BuggiCorp also posted two YouTube videos of the zero-day in action, one escalating the privileges of an application in Window 10 with the latest May 2016 security patch installed, and another video showing his exploit bypass all security features included in Microsoft’s latest version of the EMET toolkit.

The crook wants payment in Bitcoin, and is willing to provide escrow via the forum’s administrator if needed.

BuggiCorp says he’ll sell the exploit to only one person, and that the buyer will get the exploit’s source code, a fully-functional demo, the Microsoft Visual Studi0 2005 project file, and free future updates for any Windows version the exploit may fail to run on.

The seller wanted to be very clear that his exploit works on all Windows versions, which according to Microsoft’s statistics may affect over 1.5 billion users.

Zero-day technical details are available

BuggiCorp also provided a few technical details in his forum post.
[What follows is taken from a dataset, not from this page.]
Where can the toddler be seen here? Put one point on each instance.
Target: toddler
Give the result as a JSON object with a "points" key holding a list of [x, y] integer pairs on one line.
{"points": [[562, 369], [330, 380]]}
Here are a few selections, translation courtesy of Trustwave.

  The vulnerability exists in the incorrect handling of window objects, which have certain properties, and [the vulnerability] exists in all OS [versions], starting from Windows 2000.  

  [The] exploit is implemented for all OS architectures (x86 and x64), starting from Windows XP, including Windows Server versions, and up to current variants of Windows 10.  
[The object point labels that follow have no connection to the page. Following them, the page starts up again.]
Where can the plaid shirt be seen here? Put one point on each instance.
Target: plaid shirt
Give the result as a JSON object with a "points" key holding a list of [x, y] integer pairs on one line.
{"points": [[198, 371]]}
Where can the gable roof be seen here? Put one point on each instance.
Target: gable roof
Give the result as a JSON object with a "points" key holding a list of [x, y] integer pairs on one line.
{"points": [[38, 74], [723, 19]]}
  The vulnerability is of “write-what-where” type, and as such allows one to write a certain value to any address [in memory], which is sufficient for a full exploit. The exploit successfully escapes from ILL/appcontainer (LOW), bypassing (more precisely: doesn’t get affected at all [by]) all existing protection mechanisms such as ASLR, DEP, SMEP, etc. [The exploit] relies solely on the KERNEL32 and USER32 libraries [DLLs].  

  [The] exploit is implemented for all OS architectures (x86 and x64), starting from Windows XP, including Windows Server versions, and up to current variants of Windows 10.  

  The project of the exploit and a demo example are written in C and assembly with MSVC 2005. The output is a “lib”-file which can later be linked to any other code, and [additional output from the source code project] is a demo EXE file which launches CMD EXE and escalates the privileges to SYSTEM account.  

BuggiCorp's forum post (Russian)

Trustwave and other infosec experts think the zero-day is overpriced, but they believe someone will eventually pay it.

The zero-day is overpriced compared to other zero-days

To get an idea of the prices of exploits and hacking tools, here are two examples, a price list from a well-known government software and exploit vendor called Zerodium, and a price list of hacking services on underground forums from a Dell report.

Additionally, experts also believe the zero-day is not worth that much because it can’t be used to infect computers, but only to escalate access, being a second-phase exploit, usually used to gain boot persistence.

“While the most coveted zero day would be a Remote Code Execution (RCE) exploit, Local Privilege Escalation vulnerabilities are likely next in line in popularity,” the Trustwave team explains. “Although such an exploit can’t provide the initial infection vector like a Remote Code Execution (RCE) would, it is still a very much needed puzzle piece in the overall infection process.”

Microsoft was one of the first companies to set up a bug bounty program, and despite the large number of malware targeting its operating systems, the company is widely respected in the security field. Many security firms point at Microsoft as the company with the best approaches in regards to product security on the market today.